Doing this kit in 1/48 was a good move for HK Models as building multiple B-17s in 1/32 is a hard sell to many modelers, but 1/48 scale is more reasonable in terms of space and cost constraints. But that begs another question - does this kit replace the Monogram kit? The Revell-Monogram kit is still in production and is available at a fraction of the cost. MSRP of the Revell-Monogram kit is still around $30 USD. At over four times the cost, the HK Models kit is expensive and really doesn't offer any variation from the Revell kit - same nose, same tail gun, same waist windows, and many of the same internal details. There are aftermarket detail sets to improve the Revell-Monogram kit and even after purchasing many of them, you've still spent less than buying a stock HK kit.
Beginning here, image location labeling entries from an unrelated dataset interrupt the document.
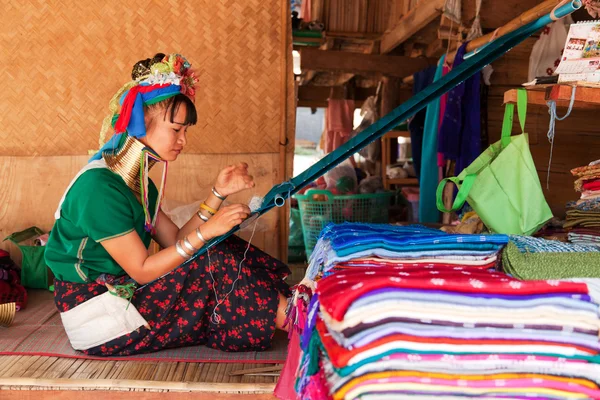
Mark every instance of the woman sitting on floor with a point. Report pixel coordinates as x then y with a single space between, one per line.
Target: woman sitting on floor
115 298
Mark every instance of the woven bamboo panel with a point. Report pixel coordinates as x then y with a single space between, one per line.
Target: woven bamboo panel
62 60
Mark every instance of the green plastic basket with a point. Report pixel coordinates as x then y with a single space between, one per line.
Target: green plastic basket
315 215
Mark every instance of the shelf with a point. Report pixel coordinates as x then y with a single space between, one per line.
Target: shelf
405 182
585 97
396 134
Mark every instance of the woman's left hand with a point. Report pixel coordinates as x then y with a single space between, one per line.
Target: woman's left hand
234 179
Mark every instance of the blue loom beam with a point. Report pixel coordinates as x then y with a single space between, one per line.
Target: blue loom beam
474 64
468 68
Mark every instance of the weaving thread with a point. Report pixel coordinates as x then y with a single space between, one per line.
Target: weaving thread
215 317
551 132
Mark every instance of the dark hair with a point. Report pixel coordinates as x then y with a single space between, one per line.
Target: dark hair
142 67
172 104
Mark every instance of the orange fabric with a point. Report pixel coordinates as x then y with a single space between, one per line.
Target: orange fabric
340 356
417 374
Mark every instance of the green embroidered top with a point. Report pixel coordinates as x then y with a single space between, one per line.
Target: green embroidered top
99 206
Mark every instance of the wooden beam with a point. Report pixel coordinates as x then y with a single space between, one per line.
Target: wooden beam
316 96
436 48
494 14
585 98
411 23
353 35
338 61
531 15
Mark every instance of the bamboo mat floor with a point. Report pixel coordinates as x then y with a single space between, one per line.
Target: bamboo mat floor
39 377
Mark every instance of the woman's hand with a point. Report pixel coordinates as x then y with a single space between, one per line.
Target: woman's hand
224 220
234 179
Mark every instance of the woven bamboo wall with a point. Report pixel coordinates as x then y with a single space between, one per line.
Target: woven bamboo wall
577 138
75 55
63 60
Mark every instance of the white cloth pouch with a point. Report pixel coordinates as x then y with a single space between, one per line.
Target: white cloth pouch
100 320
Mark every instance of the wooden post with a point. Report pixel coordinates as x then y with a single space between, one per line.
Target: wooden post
389 101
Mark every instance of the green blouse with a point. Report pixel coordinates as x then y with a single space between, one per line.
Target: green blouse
99 206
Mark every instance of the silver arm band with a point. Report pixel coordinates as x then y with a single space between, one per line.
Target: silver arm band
219 196
188 245
200 235
182 252
202 216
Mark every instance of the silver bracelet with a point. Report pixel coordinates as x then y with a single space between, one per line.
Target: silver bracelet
219 196
188 245
182 252
202 216
200 235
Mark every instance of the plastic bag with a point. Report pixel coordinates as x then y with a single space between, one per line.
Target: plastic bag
546 52
342 179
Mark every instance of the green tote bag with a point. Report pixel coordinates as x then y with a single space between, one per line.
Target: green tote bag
502 184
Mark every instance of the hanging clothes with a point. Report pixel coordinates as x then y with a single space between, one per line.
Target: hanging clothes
339 123
460 133
443 101
416 125
428 211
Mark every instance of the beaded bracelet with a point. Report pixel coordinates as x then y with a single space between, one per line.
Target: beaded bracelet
189 246
202 216
199 234
210 210
182 252
219 196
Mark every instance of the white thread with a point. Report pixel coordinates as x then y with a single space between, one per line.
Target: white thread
551 133
255 203
215 317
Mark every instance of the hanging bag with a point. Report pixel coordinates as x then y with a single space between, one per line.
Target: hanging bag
502 184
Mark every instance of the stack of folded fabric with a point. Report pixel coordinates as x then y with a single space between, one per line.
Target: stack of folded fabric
583 216
385 333
353 245
526 257
410 312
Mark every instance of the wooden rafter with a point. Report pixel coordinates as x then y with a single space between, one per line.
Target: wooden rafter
338 61
415 20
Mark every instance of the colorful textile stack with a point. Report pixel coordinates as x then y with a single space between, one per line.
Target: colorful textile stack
526 257
583 216
385 333
410 312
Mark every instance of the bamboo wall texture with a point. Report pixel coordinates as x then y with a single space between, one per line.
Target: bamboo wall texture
577 139
63 60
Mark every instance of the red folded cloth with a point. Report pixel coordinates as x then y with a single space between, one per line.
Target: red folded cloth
592 186
338 291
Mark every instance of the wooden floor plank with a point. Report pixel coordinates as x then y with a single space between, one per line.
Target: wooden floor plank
118 395
46 364
6 362
59 368
105 369
20 367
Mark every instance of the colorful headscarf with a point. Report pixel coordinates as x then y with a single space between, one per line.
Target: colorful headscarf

While there are some nice details inside the HK kit, the windows are such that you won't see many of them after assembly unless you do a cut-away display version of your aircraft. Only you can decide whether to add one (or more) of these new kits to your stash. At least there is a wealth of aftermarket products out there for the Revell-Monogram kit that can be adapted for this kit as well.